Un travail de misère
La plupart des travailleurs saisonniers à Sosucam vivent dans la misère. Selon les chiffres officiels, sur les 8000 personnels que compte la société sucrière du Cameroun, environ 7000 ont un statut de temporaires, saisonniers essentiellement, ou journaliers. Payés à la tâche, ces derniers restent vulnérables. Pas de sécurité sociale pour certains, conditions de travail difficiles pour d’autres. La sécurité maladie reste aussi une autre paire de manche. Le travail des manœuvres agricoles est difficile, et les métiers au sein de la plantation de canne à sucre particulièrement exposés aux risques. Ainsi, près de 70 victimes d’accidents rencontrées par le STRASCAS, le Syndicat des Travailleurs Saisonniers de la Filière Canne à Sucre de la Haute Sanaga, affirment que « les coupures graves des machettes ou des dabas, les accidents de transport, les foulures, les éclats de cannes dans les yeux, les malaises dus à la chaleur » sont les accidents ou des cas les plus fréquents.

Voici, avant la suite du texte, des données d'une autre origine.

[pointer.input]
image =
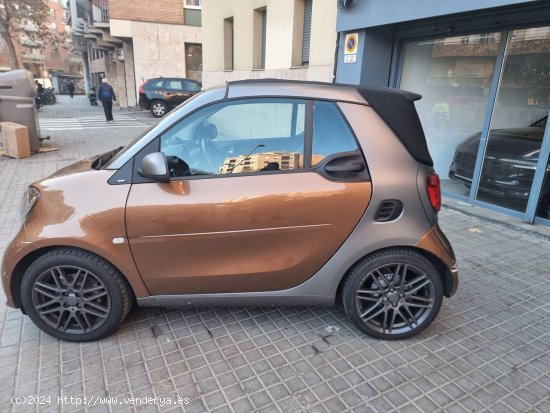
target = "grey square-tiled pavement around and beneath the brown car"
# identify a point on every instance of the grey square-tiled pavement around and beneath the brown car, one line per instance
(488, 350)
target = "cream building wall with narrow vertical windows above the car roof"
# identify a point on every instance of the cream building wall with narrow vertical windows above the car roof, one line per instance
(248, 39)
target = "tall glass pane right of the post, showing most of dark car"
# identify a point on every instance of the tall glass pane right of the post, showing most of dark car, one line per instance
(518, 122)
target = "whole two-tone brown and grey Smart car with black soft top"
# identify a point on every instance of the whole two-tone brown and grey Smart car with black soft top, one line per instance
(253, 193)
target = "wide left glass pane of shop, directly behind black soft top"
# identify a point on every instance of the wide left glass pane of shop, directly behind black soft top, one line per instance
(453, 75)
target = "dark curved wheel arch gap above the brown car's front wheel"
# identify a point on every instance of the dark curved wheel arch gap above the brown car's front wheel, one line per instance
(25, 262)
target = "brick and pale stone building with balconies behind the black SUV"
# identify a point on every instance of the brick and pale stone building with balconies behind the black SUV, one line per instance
(131, 42)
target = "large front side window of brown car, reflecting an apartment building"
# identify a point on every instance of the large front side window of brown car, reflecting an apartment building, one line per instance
(238, 136)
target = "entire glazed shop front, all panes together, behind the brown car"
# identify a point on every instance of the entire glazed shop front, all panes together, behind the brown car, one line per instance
(455, 75)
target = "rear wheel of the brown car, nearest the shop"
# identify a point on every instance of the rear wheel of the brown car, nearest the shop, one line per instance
(393, 294)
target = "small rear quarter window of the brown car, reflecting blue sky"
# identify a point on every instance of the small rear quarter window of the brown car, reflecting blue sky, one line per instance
(331, 134)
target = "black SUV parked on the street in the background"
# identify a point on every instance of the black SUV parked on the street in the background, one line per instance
(160, 95)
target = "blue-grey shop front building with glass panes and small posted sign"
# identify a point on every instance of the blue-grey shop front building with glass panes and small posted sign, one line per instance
(483, 69)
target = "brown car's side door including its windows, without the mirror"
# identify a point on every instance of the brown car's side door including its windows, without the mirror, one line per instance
(248, 208)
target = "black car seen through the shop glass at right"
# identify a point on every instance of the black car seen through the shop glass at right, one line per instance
(510, 163)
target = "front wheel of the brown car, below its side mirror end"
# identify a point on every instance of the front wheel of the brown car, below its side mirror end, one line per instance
(74, 295)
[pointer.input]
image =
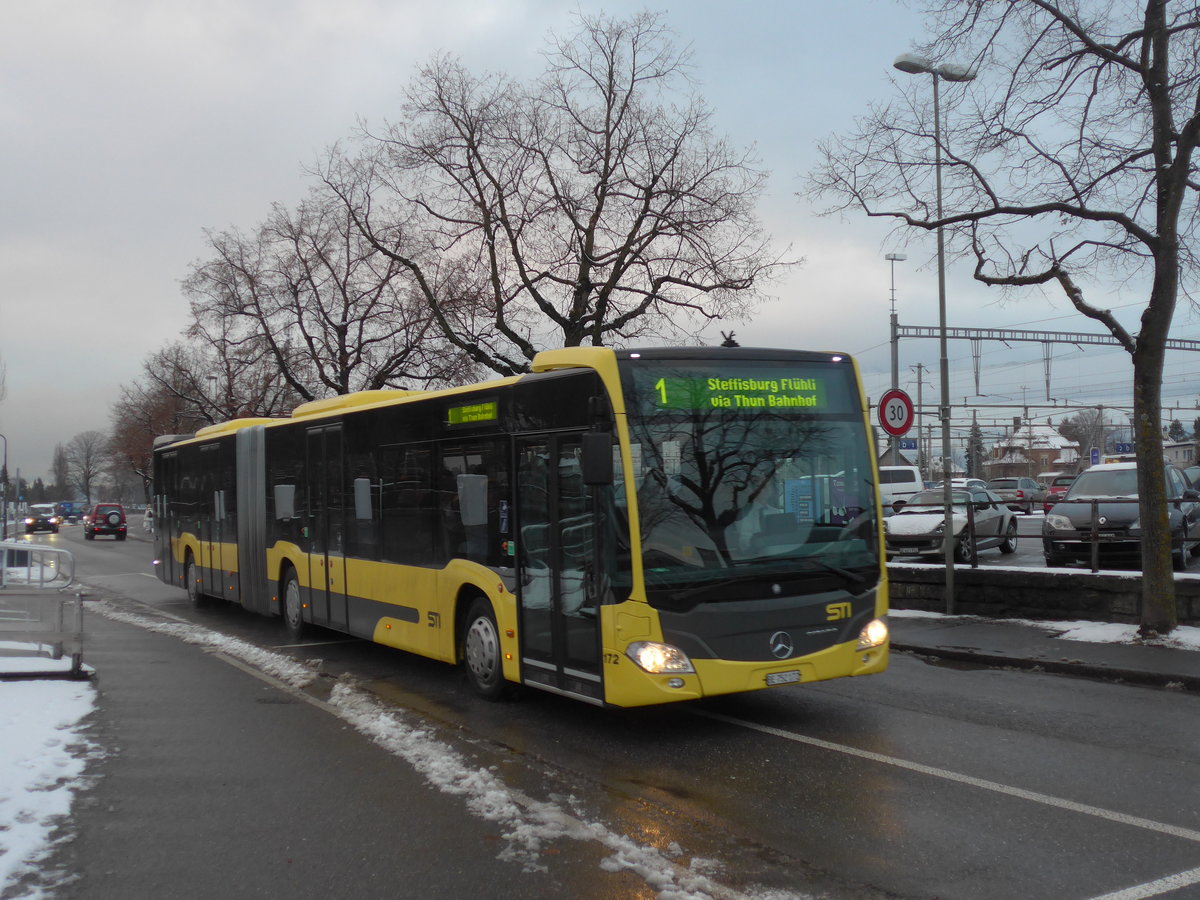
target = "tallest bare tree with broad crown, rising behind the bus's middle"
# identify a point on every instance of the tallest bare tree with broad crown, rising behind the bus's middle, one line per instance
(591, 207)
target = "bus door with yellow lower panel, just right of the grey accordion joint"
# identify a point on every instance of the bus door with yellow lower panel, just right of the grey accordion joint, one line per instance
(327, 537)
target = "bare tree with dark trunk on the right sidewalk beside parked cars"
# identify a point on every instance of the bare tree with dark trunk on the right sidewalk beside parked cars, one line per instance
(1075, 169)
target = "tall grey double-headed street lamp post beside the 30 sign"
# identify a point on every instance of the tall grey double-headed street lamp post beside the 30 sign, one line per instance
(911, 64)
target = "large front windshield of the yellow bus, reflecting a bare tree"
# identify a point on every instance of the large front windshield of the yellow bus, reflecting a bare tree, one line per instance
(752, 476)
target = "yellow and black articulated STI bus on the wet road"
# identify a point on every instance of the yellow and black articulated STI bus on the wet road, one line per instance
(626, 527)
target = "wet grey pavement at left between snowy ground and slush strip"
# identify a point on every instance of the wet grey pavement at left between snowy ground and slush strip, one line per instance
(213, 783)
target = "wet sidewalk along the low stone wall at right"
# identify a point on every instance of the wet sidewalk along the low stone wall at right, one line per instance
(1001, 643)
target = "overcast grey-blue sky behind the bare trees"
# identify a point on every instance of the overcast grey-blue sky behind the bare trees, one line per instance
(129, 128)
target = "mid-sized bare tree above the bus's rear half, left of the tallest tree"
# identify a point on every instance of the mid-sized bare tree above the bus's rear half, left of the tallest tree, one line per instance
(327, 313)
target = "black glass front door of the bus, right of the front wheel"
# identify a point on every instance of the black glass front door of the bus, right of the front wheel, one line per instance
(560, 616)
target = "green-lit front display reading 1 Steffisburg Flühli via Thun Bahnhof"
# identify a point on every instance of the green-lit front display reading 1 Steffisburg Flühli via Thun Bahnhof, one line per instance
(745, 393)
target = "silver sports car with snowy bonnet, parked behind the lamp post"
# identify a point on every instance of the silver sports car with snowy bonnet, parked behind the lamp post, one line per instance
(919, 529)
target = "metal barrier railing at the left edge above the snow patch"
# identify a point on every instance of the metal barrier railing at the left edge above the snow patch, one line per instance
(39, 619)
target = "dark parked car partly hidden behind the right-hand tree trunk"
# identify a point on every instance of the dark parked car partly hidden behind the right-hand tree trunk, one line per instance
(1112, 490)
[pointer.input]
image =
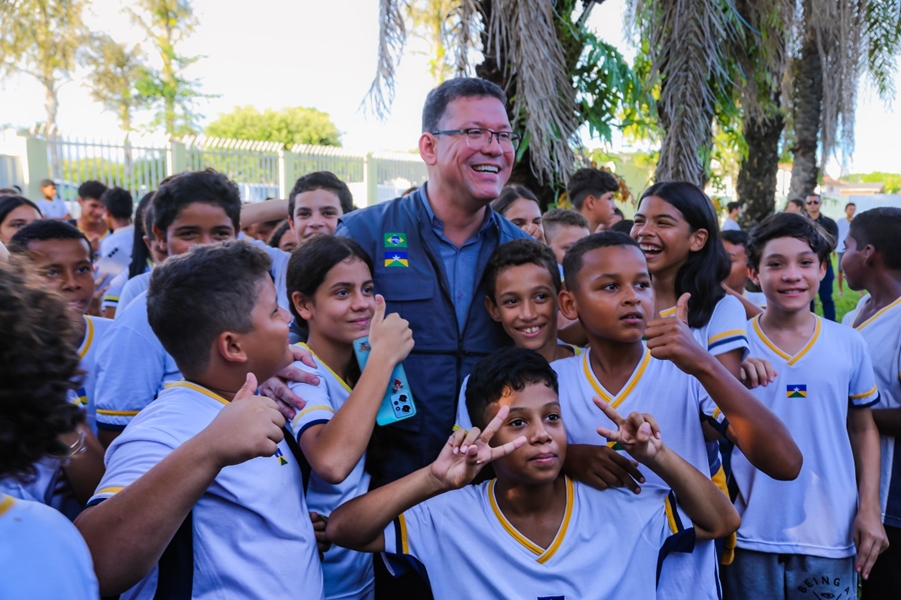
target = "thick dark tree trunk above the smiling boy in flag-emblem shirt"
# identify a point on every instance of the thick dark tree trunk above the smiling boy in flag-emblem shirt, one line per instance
(756, 184)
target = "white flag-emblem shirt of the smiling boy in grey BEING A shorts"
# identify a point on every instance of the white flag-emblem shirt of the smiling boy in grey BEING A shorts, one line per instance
(812, 394)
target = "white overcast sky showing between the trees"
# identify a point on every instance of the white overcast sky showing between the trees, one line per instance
(277, 53)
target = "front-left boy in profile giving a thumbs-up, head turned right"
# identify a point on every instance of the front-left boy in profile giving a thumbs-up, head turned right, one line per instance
(203, 477)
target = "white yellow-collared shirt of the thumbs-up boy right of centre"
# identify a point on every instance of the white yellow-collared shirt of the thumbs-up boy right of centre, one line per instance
(678, 402)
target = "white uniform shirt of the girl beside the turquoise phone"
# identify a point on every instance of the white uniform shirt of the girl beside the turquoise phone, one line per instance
(347, 574)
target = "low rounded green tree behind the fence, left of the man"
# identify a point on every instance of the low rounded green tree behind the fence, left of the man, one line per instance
(289, 126)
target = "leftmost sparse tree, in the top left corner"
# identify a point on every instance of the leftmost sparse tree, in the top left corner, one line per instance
(43, 39)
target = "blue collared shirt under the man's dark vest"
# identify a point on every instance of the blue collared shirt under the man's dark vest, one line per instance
(460, 264)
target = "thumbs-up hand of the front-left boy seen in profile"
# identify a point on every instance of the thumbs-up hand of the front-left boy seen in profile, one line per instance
(249, 427)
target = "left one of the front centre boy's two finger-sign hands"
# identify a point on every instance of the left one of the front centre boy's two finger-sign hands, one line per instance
(465, 453)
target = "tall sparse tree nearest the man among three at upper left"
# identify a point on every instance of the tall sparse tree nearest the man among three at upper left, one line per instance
(166, 23)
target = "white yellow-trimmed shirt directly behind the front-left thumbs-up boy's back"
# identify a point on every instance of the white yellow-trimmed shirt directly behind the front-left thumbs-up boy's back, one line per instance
(132, 367)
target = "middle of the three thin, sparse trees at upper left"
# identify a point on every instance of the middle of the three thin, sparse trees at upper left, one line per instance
(115, 71)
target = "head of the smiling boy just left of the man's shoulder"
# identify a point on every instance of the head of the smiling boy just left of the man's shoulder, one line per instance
(315, 204)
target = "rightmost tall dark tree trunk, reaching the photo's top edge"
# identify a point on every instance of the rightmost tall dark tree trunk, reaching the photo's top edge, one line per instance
(806, 115)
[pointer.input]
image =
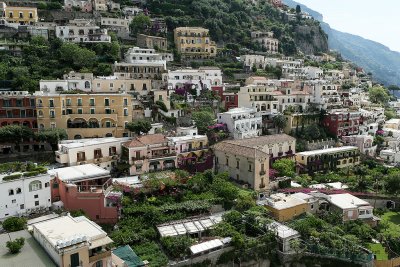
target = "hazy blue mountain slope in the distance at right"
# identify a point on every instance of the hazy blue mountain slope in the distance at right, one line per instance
(372, 56)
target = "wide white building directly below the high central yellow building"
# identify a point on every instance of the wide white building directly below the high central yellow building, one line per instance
(202, 78)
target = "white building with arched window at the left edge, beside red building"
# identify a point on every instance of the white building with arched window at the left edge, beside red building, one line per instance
(24, 195)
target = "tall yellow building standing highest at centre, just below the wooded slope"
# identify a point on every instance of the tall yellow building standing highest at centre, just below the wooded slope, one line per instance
(194, 43)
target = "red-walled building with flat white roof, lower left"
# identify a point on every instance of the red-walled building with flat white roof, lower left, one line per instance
(87, 187)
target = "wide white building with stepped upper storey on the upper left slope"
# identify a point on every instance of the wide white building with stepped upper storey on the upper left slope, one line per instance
(82, 31)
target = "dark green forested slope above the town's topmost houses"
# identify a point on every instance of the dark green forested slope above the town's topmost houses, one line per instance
(230, 22)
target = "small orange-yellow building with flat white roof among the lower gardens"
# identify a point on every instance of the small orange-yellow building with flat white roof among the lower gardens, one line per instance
(284, 208)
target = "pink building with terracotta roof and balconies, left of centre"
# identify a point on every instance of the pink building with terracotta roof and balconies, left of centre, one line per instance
(150, 153)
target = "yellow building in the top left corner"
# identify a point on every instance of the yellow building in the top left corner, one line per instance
(20, 15)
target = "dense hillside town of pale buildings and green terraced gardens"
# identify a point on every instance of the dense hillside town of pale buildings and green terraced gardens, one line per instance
(183, 152)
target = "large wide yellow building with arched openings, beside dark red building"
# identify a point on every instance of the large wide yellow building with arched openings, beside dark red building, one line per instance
(85, 115)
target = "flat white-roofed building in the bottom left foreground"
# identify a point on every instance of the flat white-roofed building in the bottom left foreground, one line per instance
(73, 241)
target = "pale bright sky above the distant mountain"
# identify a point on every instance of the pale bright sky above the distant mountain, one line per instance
(375, 20)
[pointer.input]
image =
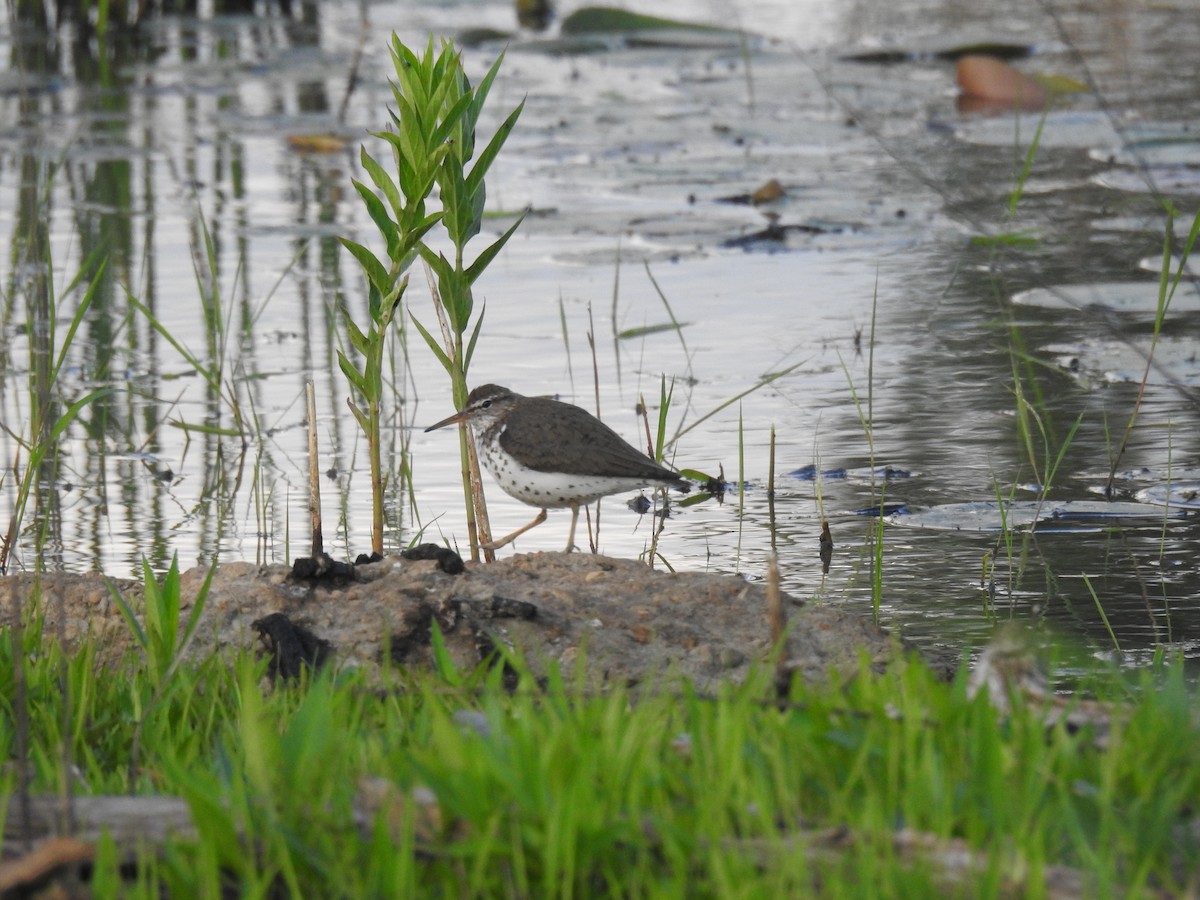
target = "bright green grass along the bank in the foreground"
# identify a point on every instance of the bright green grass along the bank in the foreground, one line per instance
(449, 784)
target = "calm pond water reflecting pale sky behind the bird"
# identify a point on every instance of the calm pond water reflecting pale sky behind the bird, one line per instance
(171, 164)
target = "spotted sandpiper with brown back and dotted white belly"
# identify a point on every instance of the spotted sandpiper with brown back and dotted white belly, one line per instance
(553, 455)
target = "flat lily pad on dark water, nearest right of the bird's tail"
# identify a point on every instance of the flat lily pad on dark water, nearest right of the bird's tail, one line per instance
(994, 517)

« Plusieurs victimes témoignent ne pas avoir perçu d’indemnités journalières pendant la période d’incapacité, d’autres victimes d’incapacité permanente n’ont pas perçu l’allocation correspondante, d’autres encore ont dû payer elles-mêmes les soins résultants de l’accident du travail, s’endettant parfois pour cela ou ne pouvant plus envoyer leurs enfants à l’école », lit-on dans le rapport. Des allégations qui nous ont été difficiles de vérifier auprès de la direction de Sosucam.
Cependant, sur son site officiel de l’entreprise, le groupe Somdiaa auquel appartient Sosucam relève l’évolution de sa RSE. « Le périmètre du groupe a beaucoup évolué depuis son origine. Au fur et à mesure de son développement, le groupe s’est confronté à ses forces, mais également à ses faiblesses et s’attache aujourd’hui à intégrer, au travers de sa démarche de responsabilité sociétale, l’ensemble des enjeux et priorités qui sont les siens, dans une dynamique de progrès continu ».
Installée au Cameroun depuis 1975, la Société Sucrière du Cameroun exploite 24 694 hectares de cannes à sucre dans le département de la Haute Sanaga au Cameroun.